On Thu, 22 Sep 2011 09:27:55 -0500, PD <thedraperfamily@gmail.com> wrote:

> On 9/20/2011 12:31 PM, Aetherist wrote:
> > On Tue, 20 Sep 2011 10:03:30 -0700 (PDT), PD<thedraperfamily@gmail.com>  wrote:
> > 
> > > On Sep 19, 11:19 am, Byron Forbes<chocol...@caramel.com.au>  wrote:
> > > > In article<j54t3v$n2...@speranza.aioe.org>, thedraperfam...@gmail.com says...
> > > > 
> > > > > On 9/17/2011 11:24 PM, Byron Forbes wrote:
> > > > 
> > > > > > So what you're trying to get away with here with this "world line"
> > > > > > crap is that the accelerations cannot be made
> > > > > > insignificant by long durations of constant v?
> > > > 
> > > > > > Just crap.
> > > > 
> > > > > Just saying "just crap" doesn't remove the kink from the world line.
> > > > 
> > > > > > Be as determined as you like, along with hoards of the scientific 
> > > > > > community, but you have been fools all these
> > > > > > years and that's a simple fact.
> > > > 
> > > > > If you wish to believe so, being as determined as you like and all.
> > > > 
> > > > > The point, remember, is not to convince you of anything. After all, one
> > > > > can't convince a mule or a lawn ornament, and there really isn't much
> > > > > point in trying, even if the mule or the lawn ornament is daring you to try.
> > > > 
> > > >          Observer A and B move with constant v to each other.
> > > >          Time dilates the same to each other.
> > > >          Whose clock "is" running slower?
> > > 
> > > I see those quotation marks around the "is". I gather you think there
> > > is a definitive, frame-independent answer. This is not the case.
> > > 
> > > Let me show you something related.
> > > 
> > > Observer A and B are both massive objects and move with constant v
> > > with respect to each other. To observer A, observer A is motionless
> > > and has zero kinetic energy, while observer B is moving and has
> > > nonzero kinetic energy. To observer B, observer A is moving and has
> > > nonzero kinetic energy, while observer B is motionless and has zero
> > > kinetic energy.
> > > 
> > > Which observer "is" the one with more kinetic energy?
> > > 
> > > Think about that, and in particular ask why it is you would think that
> > > this question even should have a single, frame-independent answer.
> > 
> > Because it does...  Namely the only way that 'energy' becomes
> > 'observable' is if, and only if, it is realized.  As long as
> > A moves at v and B moves at v no energy is 'measurable'.  If
> > A collides with B then the actual energy realized is the lesser
> > of of (1/2)A(dv)^2 and (1/2)B(dv)^2.  If each changes their speed by
> > v (as you say, each can consider themselve 'at rest') then
> > the energy required to do so is (1/2)[A or B]v^2.  So the answer
> > to your question is, the frame independent answer is, there is
> > NO! kinetic energy to either...
> > 
> 
> Please reread the case. Observers A and B are both massive objects
> moving with constant v with respect to each other.
> This is not a case of a change in v at all.
> 
> I simply love your statement that the frame independent answer is that
> no kinetic energy in either of the objects. Love it, love it, love it. LOL.

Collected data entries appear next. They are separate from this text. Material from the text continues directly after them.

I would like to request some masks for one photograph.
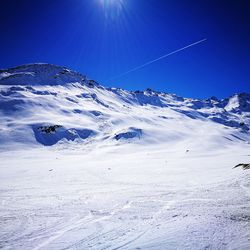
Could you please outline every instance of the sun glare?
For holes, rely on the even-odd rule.
[[[106,18],[114,18],[120,15],[124,9],[124,0],[98,0]]]
[[[123,1],[122,0],[99,0],[100,3],[102,5],[105,5],[105,6],[112,6],[112,5],[119,5],[121,4]]]

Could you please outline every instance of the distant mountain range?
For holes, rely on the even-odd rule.
[[[0,70],[0,115],[0,148],[69,142],[250,143],[248,93],[199,100],[152,89],[105,88],[43,63]]]

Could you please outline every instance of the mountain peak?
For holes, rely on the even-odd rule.
[[[25,64],[0,70],[0,85],[65,85],[85,81],[86,76],[49,63]]]
[[[250,94],[248,93],[239,93],[234,94],[231,97],[226,99],[227,104],[225,110],[233,112],[241,112],[250,110]]]

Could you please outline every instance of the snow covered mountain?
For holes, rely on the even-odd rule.
[[[250,95],[0,71],[1,249],[250,249]]]
[[[50,64],[1,70],[0,112],[1,147],[124,139],[158,143],[201,133],[225,145],[250,141],[250,94],[196,100],[151,89],[104,88]]]

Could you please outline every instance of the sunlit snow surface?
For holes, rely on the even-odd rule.
[[[250,248],[250,172],[233,169],[250,162],[248,94],[105,89],[40,66],[0,71],[1,248]]]

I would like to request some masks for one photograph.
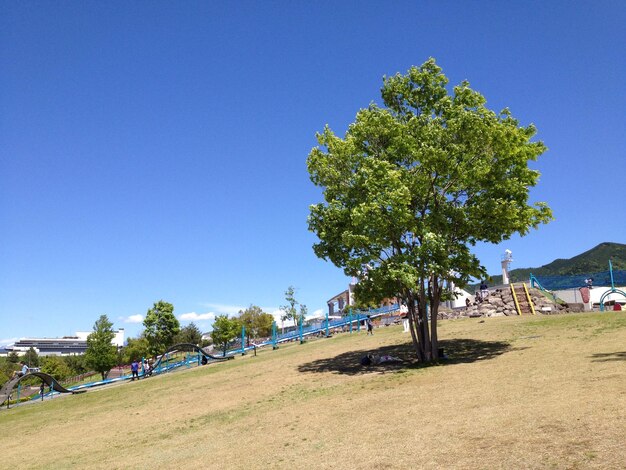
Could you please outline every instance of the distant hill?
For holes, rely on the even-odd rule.
[[[558,258],[540,268],[518,268],[509,272],[511,282],[528,281],[530,273],[535,276],[572,276],[588,275],[608,271],[609,259],[613,269],[626,270],[626,245],[604,242],[595,248],[569,259]],[[491,284],[502,283],[502,275],[491,276]]]

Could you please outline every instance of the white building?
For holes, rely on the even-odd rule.
[[[71,356],[84,354],[87,350],[87,336],[92,332],[78,331],[76,336],[64,336],[63,338],[20,338],[14,344],[6,346],[3,353],[26,354],[33,348],[39,356]],[[115,331],[115,337],[111,344],[116,347],[124,346],[124,328]]]

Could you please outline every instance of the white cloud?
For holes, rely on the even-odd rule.
[[[217,314],[226,314],[228,316],[237,315],[240,310],[246,309],[246,307],[242,307],[241,305],[202,304],[202,306],[215,310]]]
[[[122,317],[122,321],[124,323],[141,323],[143,322],[143,315],[138,313],[137,315],[130,315],[128,317]]]
[[[181,320],[189,320],[189,321],[197,321],[197,320],[215,320],[215,313],[207,312],[207,313],[183,313],[179,316]]]
[[[318,308],[315,312],[311,314],[310,318],[319,318],[319,317],[323,317],[324,315],[325,315],[324,309]]]
[[[13,344],[13,343],[15,343],[18,340],[19,340],[19,338],[0,339],[0,347],[7,346],[9,344]]]

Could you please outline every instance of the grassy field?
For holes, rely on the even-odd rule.
[[[0,411],[3,468],[626,468],[626,314],[400,327]]]

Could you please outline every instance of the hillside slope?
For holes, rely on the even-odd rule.
[[[609,269],[609,259],[613,269],[626,269],[626,245],[623,243],[604,242],[591,250],[569,259],[557,258],[539,268],[518,268],[509,272],[511,282],[527,281],[530,273],[535,276],[571,276],[589,275]],[[502,276],[491,276],[493,284],[500,284]]]

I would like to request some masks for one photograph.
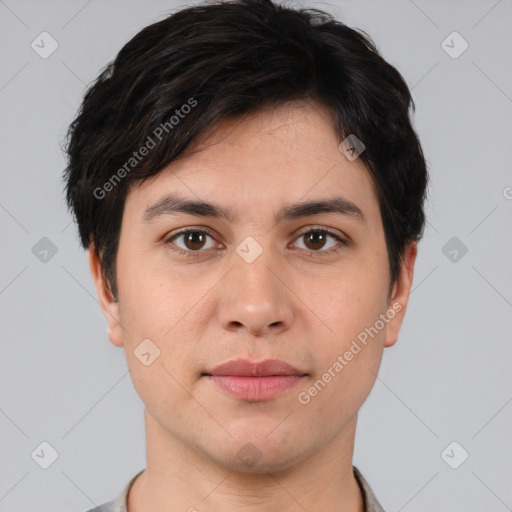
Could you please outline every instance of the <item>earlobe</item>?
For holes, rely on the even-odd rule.
[[[112,296],[102,272],[101,262],[94,250],[94,245],[89,247],[89,268],[96,288],[96,294],[101,306],[101,311],[107,321],[107,335],[111,343],[117,347],[123,346],[121,325],[119,320],[119,303]]]
[[[388,308],[396,312],[393,319],[390,320],[386,329],[385,347],[393,346],[398,340],[400,327],[402,326],[407,310],[407,303],[411,293],[411,286],[414,277],[414,264],[418,254],[417,242],[411,242],[404,251],[400,276],[393,285],[391,300]]]

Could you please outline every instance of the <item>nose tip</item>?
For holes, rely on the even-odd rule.
[[[244,324],[242,324],[241,322],[235,322],[235,323],[237,323],[240,327],[244,326]],[[277,329],[281,324],[282,324],[282,322],[277,321],[277,322],[273,322],[268,325],[262,326],[261,329],[253,329],[247,325],[245,326],[245,328],[247,329],[247,332],[249,334],[252,334],[253,336],[262,336],[263,334],[265,334],[267,329]]]
[[[240,265],[236,275],[232,273],[218,288],[223,328],[255,339],[283,332],[293,319],[291,298],[262,262]]]

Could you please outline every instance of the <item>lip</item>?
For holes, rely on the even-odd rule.
[[[265,359],[251,361],[249,359],[234,359],[204,372],[206,375],[222,375],[234,377],[270,377],[276,375],[305,375],[286,361]]]
[[[231,396],[264,402],[294,387],[306,374],[278,359],[236,359],[208,370],[203,376]]]

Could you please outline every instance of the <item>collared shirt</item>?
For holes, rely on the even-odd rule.
[[[359,488],[361,489],[361,494],[363,495],[363,503],[364,503],[364,512],[384,512],[384,509],[377,501],[377,498],[373,494],[371,487],[368,485],[368,482],[363,478],[363,475],[359,472],[359,470],[352,466],[354,471],[354,476],[359,484]],[[128,485],[123,489],[123,492],[112,501],[108,503],[104,503],[99,507],[88,510],[87,512],[128,512],[128,492],[130,491],[133,482],[135,482],[136,478],[143,472],[144,470],[139,471],[129,482]]]

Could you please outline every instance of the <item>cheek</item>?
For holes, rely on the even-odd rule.
[[[170,318],[164,312],[154,305],[138,309],[126,323],[130,333],[125,336],[124,350],[142,402],[152,413],[161,411],[165,417],[190,400],[187,390],[193,388],[198,375],[194,369],[197,336],[183,336],[182,315]]]
[[[180,281],[166,280],[153,265],[135,258],[120,259],[118,269],[120,302],[124,321],[135,337],[132,341],[140,336],[164,337],[183,316]]]
[[[354,332],[366,335],[364,330]],[[348,421],[357,413],[375,383],[383,352],[383,333],[373,339],[367,336],[364,342],[362,336],[357,338],[357,334],[330,342],[326,339],[326,343],[318,346],[319,365],[299,401],[316,409],[319,418],[324,417],[322,411],[328,408],[339,422]]]
[[[387,281],[371,270],[351,272],[336,281],[317,294],[315,304],[329,327],[329,346],[340,351],[385,312]]]
[[[143,401],[158,394],[178,396],[175,379],[185,385],[192,378],[185,370],[199,339],[190,328],[195,296],[149,266],[125,265],[119,276],[120,321],[134,386]]]
[[[318,365],[312,381],[317,391],[311,392],[355,412],[375,382],[391,317],[380,283],[355,276],[340,282],[317,297],[322,301],[319,316],[329,329],[315,340]]]

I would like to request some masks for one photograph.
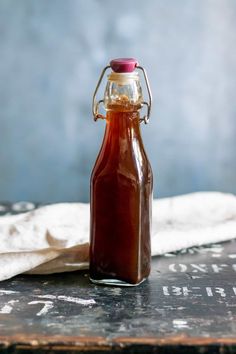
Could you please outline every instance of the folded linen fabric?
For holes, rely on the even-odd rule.
[[[236,196],[199,192],[153,201],[152,256],[236,237]],[[0,280],[87,269],[89,204],[0,217]]]

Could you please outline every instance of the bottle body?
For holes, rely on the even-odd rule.
[[[113,108],[91,176],[93,282],[136,285],[148,277],[152,184],[138,110]]]

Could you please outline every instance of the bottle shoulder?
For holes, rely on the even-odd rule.
[[[91,178],[150,179],[152,170],[140,132],[139,116],[112,115]]]
[[[95,166],[91,174],[91,180],[108,180],[114,179],[119,181],[143,181],[152,180],[152,168],[145,151],[141,154],[127,154],[119,158],[117,156],[98,156]]]

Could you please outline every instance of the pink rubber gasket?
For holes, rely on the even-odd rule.
[[[134,58],[119,58],[111,60],[110,65],[116,73],[132,73],[138,61]]]

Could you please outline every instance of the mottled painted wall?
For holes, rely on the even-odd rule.
[[[1,0],[0,200],[87,201],[110,58],[137,57],[155,196],[236,193],[235,0]]]

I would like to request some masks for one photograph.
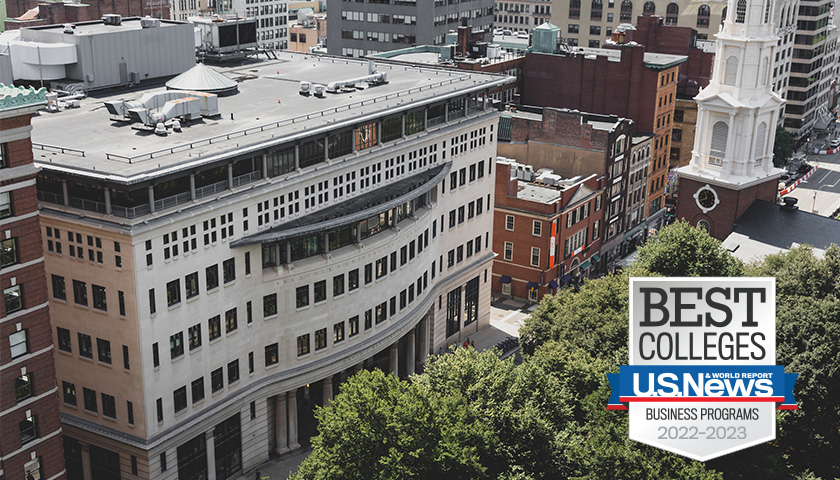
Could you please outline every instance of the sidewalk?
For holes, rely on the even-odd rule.
[[[481,352],[495,347],[497,343],[508,337],[519,337],[519,327],[530,315],[532,309],[527,303],[518,300],[507,299],[494,302],[490,306],[490,325],[470,336],[470,340],[475,342],[475,349]],[[519,347],[516,347],[507,352],[504,357],[515,355],[518,351]],[[260,475],[271,480],[286,480],[297,471],[298,466],[311,451],[311,448],[306,448],[281,458],[272,458],[258,467]],[[255,473],[252,468],[240,475],[238,480],[253,480]]]

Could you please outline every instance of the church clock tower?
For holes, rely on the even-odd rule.
[[[784,105],[770,85],[779,40],[773,3],[729,0],[730,14],[717,34],[714,74],[695,97],[691,163],[677,170],[677,217],[719,240],[755,200],[776,201],[784,173],[773,167],[776,121]]]

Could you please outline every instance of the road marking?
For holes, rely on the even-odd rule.
[[[831,175],[831,172],[832,172],[832,170],[829,170],[828,172],[826,172],[825,175],[817,183],[822,183],[823,180],[825,180],[826,178],[828,178],[829,175]]]
[[[509,314],[508,316],[506,316],[505,318],[503,318],[503,319],[501,319],[501,320],[499,320],[499,321],[500,321],[500,322],[505,322],[505,323],[507,323],[507,321],[508,321],[509,319],[511,319],[511,318],[513,318],[513,317],[515,317],[516,315],[519,315],[520,313],[522,313],[522,312],[520,312],[519,310],[517,310],[517,311],[515,311],[515,312],[513,312],[513,313]]]

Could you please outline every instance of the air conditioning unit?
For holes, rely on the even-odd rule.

Hmmm, let's write the down in math.

      /v
E = m |  v dv = (1/2) mv^2
      /0

now let dv -> 0

What is E?

In fact, without 'frames' what the hell is v???

KE like PE is 'a concept' and cannot be 'measured' unless
and until you have an actual dv...

It's simply NOT! real.  Any actual energy realized is
(1/2)m[dv]^2 IN THE REST FRAME from which the dv is
measured!

What I find sad is your inability to think logically and
not depend upon rote, memorized knee-jerk responses.